(b) If equilibrium constant for formation of 1 mole ammonia from hydrogen and nitrogen is X. What will be equilibrium constant for dissociation of 2 moles ammonia?
Answers
Explanation:
The equilibrium constant of a reaction depends only on temperature and the equation that you write for the reaction. It does not depend on the amounts of reactants.
So, whatever be the amount of ammonia that you start your reaction with, the equilibrium constant will have the same value.

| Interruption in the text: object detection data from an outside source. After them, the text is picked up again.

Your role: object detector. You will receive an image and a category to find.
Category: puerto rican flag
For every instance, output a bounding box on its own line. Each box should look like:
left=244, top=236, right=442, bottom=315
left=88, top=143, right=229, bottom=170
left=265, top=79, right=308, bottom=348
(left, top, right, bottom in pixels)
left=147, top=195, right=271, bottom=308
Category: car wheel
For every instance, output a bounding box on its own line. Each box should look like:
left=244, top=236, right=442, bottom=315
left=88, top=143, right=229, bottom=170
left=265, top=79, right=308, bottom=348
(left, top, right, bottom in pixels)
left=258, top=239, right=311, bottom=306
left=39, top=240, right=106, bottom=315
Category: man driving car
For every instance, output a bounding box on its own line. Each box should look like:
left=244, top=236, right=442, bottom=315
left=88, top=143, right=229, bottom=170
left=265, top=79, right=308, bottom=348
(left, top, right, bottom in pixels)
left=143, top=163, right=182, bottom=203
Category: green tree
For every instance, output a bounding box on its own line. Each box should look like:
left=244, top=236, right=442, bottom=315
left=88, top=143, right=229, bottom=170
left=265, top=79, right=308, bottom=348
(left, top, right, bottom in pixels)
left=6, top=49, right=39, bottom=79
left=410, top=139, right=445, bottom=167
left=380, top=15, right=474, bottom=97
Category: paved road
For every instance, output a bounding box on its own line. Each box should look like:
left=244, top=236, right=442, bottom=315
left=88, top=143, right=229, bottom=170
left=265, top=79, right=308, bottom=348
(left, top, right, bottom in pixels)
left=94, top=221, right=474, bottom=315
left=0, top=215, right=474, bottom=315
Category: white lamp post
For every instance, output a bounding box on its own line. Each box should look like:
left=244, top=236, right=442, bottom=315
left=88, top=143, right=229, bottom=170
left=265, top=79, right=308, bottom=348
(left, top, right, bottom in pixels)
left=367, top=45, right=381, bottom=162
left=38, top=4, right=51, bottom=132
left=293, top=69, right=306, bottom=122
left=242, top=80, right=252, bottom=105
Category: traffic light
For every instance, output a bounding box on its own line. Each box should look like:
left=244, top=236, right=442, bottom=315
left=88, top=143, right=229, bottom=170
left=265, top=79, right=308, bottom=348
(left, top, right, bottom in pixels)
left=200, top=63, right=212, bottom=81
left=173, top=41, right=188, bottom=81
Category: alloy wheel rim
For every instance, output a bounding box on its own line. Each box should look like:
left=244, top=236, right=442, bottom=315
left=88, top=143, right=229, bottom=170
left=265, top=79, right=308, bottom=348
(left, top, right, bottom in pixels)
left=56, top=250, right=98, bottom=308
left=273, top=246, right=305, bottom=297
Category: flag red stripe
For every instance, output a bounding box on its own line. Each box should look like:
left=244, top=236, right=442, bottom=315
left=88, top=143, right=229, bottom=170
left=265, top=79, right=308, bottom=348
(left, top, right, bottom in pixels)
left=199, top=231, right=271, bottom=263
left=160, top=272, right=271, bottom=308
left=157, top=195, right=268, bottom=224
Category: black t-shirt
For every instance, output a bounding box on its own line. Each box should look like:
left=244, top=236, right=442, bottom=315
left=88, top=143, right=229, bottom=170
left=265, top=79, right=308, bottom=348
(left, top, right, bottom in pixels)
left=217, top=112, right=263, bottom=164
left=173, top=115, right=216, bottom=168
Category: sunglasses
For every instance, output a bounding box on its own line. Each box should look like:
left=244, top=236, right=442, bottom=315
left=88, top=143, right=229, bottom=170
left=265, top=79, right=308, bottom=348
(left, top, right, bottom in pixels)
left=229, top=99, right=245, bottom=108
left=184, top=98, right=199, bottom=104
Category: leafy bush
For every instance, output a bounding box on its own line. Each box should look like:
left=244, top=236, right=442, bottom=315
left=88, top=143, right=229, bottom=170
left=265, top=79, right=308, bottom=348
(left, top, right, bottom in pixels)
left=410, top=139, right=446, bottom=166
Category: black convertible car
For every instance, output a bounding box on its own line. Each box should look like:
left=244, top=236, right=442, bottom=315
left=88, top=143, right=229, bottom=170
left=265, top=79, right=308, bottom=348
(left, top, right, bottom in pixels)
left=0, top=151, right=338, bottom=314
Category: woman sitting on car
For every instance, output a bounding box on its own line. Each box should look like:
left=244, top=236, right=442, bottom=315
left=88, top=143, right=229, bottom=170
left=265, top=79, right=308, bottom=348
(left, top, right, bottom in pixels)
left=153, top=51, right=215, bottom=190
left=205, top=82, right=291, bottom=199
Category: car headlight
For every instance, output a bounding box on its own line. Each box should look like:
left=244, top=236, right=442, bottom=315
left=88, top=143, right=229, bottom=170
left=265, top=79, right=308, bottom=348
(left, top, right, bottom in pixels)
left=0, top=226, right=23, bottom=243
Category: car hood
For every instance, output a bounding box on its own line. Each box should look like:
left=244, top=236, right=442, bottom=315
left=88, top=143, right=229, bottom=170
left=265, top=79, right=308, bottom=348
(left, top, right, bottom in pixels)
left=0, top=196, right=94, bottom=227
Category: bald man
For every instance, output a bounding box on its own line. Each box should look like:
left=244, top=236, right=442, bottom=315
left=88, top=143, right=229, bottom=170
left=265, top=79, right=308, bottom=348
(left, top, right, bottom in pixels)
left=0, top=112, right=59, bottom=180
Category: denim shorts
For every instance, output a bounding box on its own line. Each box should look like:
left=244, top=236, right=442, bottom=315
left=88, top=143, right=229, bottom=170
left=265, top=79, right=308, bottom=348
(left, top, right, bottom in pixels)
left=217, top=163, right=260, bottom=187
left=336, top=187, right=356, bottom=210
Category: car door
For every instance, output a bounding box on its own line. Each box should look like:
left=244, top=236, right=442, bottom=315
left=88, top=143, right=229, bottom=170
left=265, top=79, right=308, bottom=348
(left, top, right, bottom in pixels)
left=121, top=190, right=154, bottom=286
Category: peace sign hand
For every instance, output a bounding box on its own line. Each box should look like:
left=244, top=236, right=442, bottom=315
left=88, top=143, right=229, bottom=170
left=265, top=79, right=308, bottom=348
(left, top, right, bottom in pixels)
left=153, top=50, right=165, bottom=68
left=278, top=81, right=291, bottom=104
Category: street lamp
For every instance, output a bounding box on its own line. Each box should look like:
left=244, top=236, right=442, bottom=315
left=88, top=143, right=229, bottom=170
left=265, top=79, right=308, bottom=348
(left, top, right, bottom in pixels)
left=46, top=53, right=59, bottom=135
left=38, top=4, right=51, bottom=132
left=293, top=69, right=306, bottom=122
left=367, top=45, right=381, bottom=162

You can write the equation for dissociation of ammonia as
(1) NH3 <=> 1/2 N2 + 3/2 H2
(2) 2 NH3 <=> N2 +3 H2
or any multiple , say nth multiple, of (1)
(3) n NH3 <=> n/2 N2 + 3*n/2 H2
Eq.(2) = 2* Eq.(1) , Eq.(3) = n* Eq.(1)
At any temperature T if K1, K2 and K3 are the equilibrium constant s respectively for (1), (2) and (3) then they are related as follows:
K2 = K1^2, K3 = K1^n
Why so?
Write the expressions for the equilibrium constants of (1), (2) .
K1 ={ [N2]^1/2} *{[H2]^3/2}/ [NH3]
K2 = [N2]*[H2]^3/ [NH3]
The equilibrium molarities ( or the partial pressures) of N2, H2 and NH3 in the two expressions are the same because they don't depend on how you write the equation.
You can easily see that K2 is the square of K1. Since Eq(2) = 2* Eq.(1) , K2 = K1^2
Similarly Eq.(3) = n*Eq.(1)
So K3 = K1^n
Hope this helps.